I fear that Zambia may struggle to live up to the high standards they set for themselves in 2012, and I would be surprised if, in South Africa, and shorn of the magical nostalgia and spiritual euphoria that accompanied their legendary victory, they were able to replicate their passage to the final. Sometimes things just come together, both team and luck, and it’s hard to see lightning striking twice. However, I hesitate to bet against the assured and astute management of Hervé Renard, as well as the experience and maturity afforded to some of the younger campaigners of the last Afcon.
Despite tipping South Africa to qualify from their group, I am also slightly concerned about the hosts’ chances ahead of Saturday’s kick off. A Morocco side laced with stars, and a rejuvenated Algeria may well up their game to battle Bafana Bafana on home turf, and what of Cape Verde? The minnows may have been overlooked by many, but after ousting Cameroon and showing tremendous organisation and resiliency against Nigeria in a recent friendly, they could be in pole position to spoil the opening party.
Also, on a personal note, I am fairly apprehensive about John Obi Mikel’s Afcon prospects.
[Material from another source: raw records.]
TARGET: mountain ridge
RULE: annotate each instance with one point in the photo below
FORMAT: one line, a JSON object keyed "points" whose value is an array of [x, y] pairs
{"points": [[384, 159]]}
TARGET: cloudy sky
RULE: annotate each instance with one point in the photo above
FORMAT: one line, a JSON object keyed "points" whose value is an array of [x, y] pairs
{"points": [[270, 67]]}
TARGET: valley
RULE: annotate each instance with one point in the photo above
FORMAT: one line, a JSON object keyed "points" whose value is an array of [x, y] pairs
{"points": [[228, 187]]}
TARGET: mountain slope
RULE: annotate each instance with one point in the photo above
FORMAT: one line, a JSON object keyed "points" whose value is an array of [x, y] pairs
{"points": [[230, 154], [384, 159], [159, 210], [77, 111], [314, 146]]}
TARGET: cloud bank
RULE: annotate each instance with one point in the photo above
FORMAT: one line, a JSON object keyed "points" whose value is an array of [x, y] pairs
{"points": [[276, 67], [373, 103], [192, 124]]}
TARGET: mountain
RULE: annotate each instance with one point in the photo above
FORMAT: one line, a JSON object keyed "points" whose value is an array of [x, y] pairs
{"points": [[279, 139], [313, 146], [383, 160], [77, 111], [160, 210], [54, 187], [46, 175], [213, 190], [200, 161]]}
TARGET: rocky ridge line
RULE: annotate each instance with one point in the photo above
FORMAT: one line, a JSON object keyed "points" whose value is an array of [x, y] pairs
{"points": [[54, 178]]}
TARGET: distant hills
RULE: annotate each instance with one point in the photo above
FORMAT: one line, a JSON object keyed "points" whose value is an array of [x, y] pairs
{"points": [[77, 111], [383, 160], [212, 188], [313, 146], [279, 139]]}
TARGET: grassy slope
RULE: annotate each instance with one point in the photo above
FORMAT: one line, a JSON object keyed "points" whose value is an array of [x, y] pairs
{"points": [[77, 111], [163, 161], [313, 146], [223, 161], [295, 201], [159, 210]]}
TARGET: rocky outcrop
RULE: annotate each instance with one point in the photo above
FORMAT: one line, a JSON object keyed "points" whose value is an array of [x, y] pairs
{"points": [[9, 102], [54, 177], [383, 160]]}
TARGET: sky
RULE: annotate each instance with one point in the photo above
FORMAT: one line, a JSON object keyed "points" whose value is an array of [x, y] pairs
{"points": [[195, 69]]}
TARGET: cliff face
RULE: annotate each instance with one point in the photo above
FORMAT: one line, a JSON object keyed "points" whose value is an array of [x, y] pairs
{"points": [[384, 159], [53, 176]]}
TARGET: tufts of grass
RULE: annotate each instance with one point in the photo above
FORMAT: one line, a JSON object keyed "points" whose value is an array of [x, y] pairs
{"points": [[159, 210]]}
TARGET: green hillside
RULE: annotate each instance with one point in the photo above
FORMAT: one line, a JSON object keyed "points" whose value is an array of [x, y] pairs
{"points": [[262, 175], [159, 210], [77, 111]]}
Whilst I will the Chelsea man on with every fibre of my being, doubts linger as to whether the midfielder can step it up on the continental stage, and whether he can live up to his enormous potential and begin dictating and even dominating games for the Super Eagles. I fear that the pressure and demand might be too much for Mikel when accountable for the aspirations of 170 million Naija fans.
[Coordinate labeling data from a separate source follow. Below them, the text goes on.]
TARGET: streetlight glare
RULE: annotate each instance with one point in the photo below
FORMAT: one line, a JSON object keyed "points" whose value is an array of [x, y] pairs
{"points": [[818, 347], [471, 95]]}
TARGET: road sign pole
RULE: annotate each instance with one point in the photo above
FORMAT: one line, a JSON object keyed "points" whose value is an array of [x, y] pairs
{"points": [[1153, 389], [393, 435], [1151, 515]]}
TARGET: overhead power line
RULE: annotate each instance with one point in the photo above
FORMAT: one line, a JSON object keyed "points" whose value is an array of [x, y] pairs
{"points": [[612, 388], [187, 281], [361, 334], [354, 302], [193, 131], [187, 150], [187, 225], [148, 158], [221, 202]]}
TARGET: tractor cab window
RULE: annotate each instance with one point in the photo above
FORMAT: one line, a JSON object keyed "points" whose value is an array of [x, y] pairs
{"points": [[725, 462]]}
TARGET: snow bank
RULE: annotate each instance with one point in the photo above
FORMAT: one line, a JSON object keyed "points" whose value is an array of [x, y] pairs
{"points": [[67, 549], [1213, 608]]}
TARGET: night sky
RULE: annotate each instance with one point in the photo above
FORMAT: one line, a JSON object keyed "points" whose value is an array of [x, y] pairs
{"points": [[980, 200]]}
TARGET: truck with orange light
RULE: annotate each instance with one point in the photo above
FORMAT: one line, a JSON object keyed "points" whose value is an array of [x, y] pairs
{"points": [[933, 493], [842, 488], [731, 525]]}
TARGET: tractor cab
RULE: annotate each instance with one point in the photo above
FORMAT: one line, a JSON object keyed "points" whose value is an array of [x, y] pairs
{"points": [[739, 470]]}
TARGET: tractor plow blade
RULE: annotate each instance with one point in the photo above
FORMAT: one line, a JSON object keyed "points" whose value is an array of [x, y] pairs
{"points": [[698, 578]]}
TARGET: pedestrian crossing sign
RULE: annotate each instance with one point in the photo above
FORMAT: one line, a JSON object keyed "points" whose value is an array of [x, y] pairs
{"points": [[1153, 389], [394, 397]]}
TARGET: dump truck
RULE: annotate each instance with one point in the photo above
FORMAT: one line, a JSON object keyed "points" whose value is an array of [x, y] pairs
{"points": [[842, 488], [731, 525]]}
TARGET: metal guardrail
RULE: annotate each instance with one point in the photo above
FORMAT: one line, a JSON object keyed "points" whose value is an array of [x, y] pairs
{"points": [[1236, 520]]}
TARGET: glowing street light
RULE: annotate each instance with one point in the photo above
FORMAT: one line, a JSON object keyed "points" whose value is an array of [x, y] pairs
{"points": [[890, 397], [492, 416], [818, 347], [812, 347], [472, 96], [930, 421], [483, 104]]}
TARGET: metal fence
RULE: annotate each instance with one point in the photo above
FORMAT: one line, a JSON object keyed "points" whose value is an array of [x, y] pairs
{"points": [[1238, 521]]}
Please, John, prove me wrong!
Due to their strength in depth, their powerful midfield, and sturdy backline – as well as the fact that they go into the tournament settled, and having played together for a number of years, I back the Black Stars to go all the way and claim their first continental honour since 1982. Last year, questions were raised about Ghana’s ability to take the game to teams, and their capacity to provide a cutting edge to their dominance of possession. Whilst this let them down in their semi-final against Zambia, where they were unable to break Chipolopolo down and conceded on the counter attack, I feel that the wrongs could be righted this year.
Asamoah has grown in stature, ability, and experience within the last year, and could be in a position to dominate the centre of the park. The addition of Christian Atsu is also hard to overstate, the winger adds directness and creativity, as well as the handy knack of knowing where the goal is. He can be a devastating option for the Black Stars, and could well see them claim their fourth Afcon title.